We believe that generally targeting the overall range of salary compensation of our peer group keeps our
salary component competitive and balanced, and provides the Compensation Committee the flexibility to
increase compensation in its discretion.
Base salaries for executive officers are set annually by the Compensation Committee, typically at its March
meeting. Promotion or any appropriate adjustments required during the year may be approved at other meetings.
In March 2011, the Compensation Committee considered the benchmark analysis of base salary of our peer
group, our CEO’s assessment of each executive officer’s experience, skills and performance level, the general
state of the economy and the Companys performance. For the CEO, the Compensation Committee consulted the
full Board to conduct a similar assessment of his experience, skills and performance.
Based on those factors in aggregate, and the general state of the economy specifically, our executive
officers’ base salaries were increased, on average by 8% in fiscal 2012, which reflects the promotional increase
for one of our Named Executive Officers (Steven Blum), as well as increases to mitigate the prior two years of
salary freeze.
Short-term Cash Incentive Plan
The structure of our stockholder approved short-term cash incentive plan provides the Compensation
Committee with the authority to provide short-term cash incentives that qualify as deductible “performance-based”
compensation within the meaning of Section 162(m) of the Internal Revenue Code, provided that certain steps are
taken each year. If such steps are not taken by the Compensation Committee, our short-term cash incentive plan still
acts as a short-term cash incentive plan, but without qualifying as deductible “performance-based” compensation
within the meaning of Section 162(m) of the Internal Revenue Code. For fiscal 2012, the Compensation Committee
elected not to take steps under our short-term cash incentive plan to create qualifying deductible “performance-
based” compensation within the meaning of Section 162(m) of the Internal Revenue Code.
Funding of the short-term cash incentive plan was dependent on the achievement of certain revenue and
non-GAAP operating margin levels for fiscal 2012. Details of those amounts are provided below. Non-GAAP
operating margin for fiscal 2012 excluded certain costs and expenses, including stock-based compensation
expense, amortization of certain purchased intangibles, restructuring charges and goodwill impairment charges.

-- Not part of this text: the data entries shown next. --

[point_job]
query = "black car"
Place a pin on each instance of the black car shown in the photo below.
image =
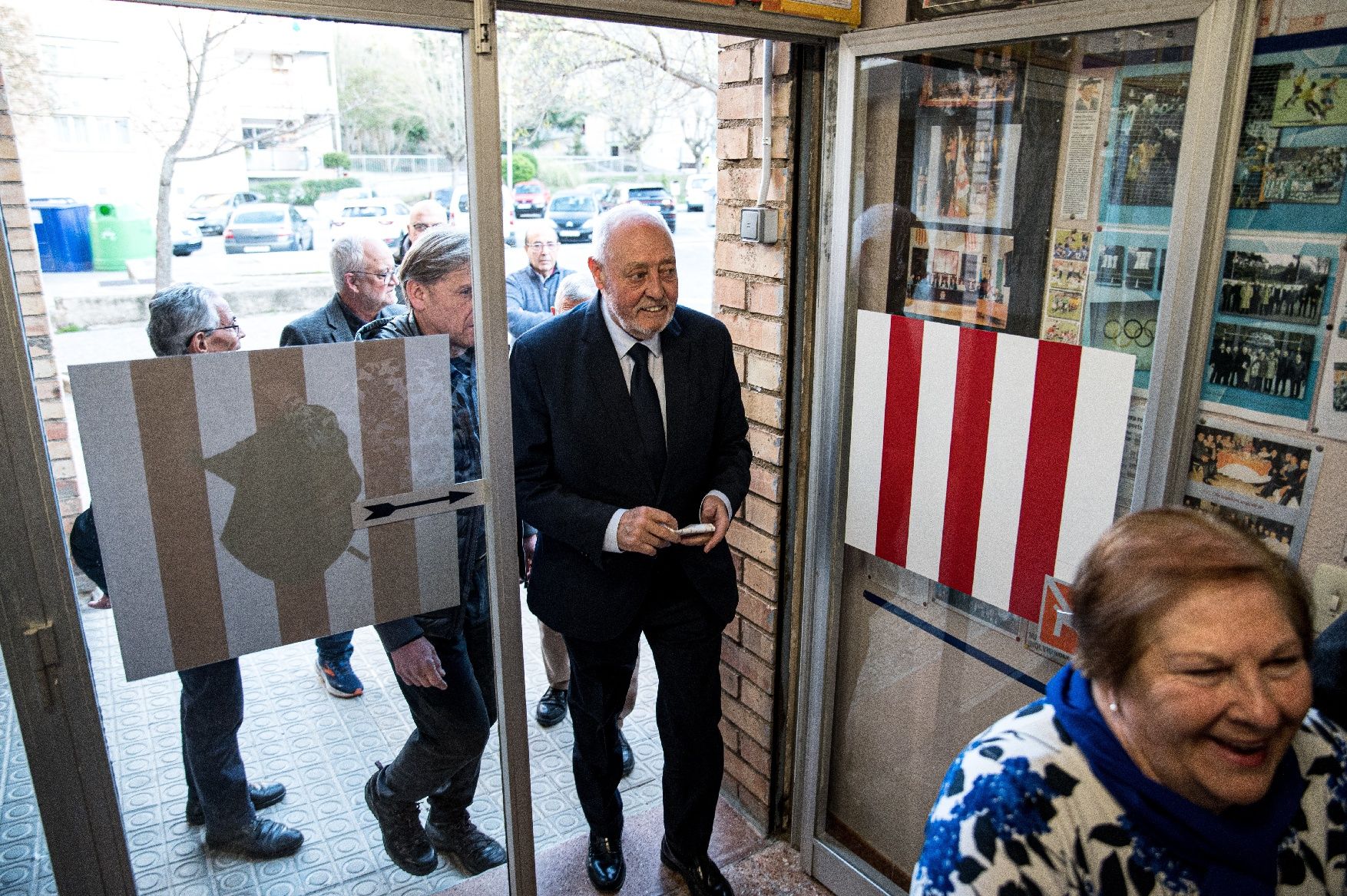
(573, 214)
(651, 194)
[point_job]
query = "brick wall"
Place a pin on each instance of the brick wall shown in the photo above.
(23, 250)
(750, 289)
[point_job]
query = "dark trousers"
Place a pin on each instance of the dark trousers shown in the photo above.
(442, 759)
(212, 710)
(334, 648)
(686, 643)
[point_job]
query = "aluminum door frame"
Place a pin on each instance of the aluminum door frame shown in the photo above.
(1215, 104)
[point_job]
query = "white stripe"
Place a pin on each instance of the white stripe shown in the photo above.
(105, 406)
(869, 392)
(1002, 483)
(931, 461)
(430, 419)
(225, 417)
(330, 382)
(1104, 396)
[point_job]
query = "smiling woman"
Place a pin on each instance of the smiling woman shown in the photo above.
(1175, 755)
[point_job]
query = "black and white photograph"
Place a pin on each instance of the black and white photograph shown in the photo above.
(1141, 269)
(1259, 359)
(1304, 174)
(1275, 286)
(1245, 465)
(1147, 135)
(1277, 537)
(1109, 271)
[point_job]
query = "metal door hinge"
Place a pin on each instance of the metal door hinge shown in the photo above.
(484, 26)
(46, 660)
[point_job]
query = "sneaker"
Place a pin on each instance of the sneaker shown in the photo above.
(466, 845)
(339, 678)
(263, 838)
(405, 838)
(551, 706)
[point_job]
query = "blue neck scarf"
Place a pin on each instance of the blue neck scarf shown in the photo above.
(1230, 855)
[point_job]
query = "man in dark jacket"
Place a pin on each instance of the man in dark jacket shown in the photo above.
(442, 660)
(628, 426)
(362, 273)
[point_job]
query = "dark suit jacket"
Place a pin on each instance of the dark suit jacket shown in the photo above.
(578, 460)
(326, 325)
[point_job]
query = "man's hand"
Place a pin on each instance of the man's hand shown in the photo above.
(646, 530)
(418, 665)
(713, 512)
(528, 544)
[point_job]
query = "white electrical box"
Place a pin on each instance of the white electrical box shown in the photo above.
(757, 224)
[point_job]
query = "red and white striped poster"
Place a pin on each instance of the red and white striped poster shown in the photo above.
(236, 494)
(981, 460)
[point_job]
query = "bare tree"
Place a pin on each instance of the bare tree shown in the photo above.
(200, 49)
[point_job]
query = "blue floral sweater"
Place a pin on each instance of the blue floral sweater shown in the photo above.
(1021, 814)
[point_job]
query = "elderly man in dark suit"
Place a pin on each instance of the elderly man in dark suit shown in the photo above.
(628, 426)
(366, 279)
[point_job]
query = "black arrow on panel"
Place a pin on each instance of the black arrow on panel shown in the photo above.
(386, 510)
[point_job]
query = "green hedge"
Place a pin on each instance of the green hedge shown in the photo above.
(310, 190)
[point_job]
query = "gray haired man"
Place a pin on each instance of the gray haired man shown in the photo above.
(362, 273)
(190, 319)
(442, 660)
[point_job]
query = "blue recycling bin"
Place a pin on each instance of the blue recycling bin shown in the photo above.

We believe that the use of a non-GAAP operating margin rather than a GAAP operating margin focuses our
executive officers on the on-going operations of our business and encourages long-term growth strategies such
as acquisitions and in-process research and development investments.
Elements of short-term cash incentive plan performance criteria include financial performance targets and
individual performance. All participants share the same financial performance goals, which are focused on
annual revenue growth and profitability, as described in greater detail below. All participants also have unique
annual non-financial individual performance goals that consist of specific business objectives and management
effectiveness goals. Although the financial performance targets are objective and quantitative, the individual
performance goals are subjective, qualitative and permit the Compensation Committee to use discretion in
determining the success of these criteria.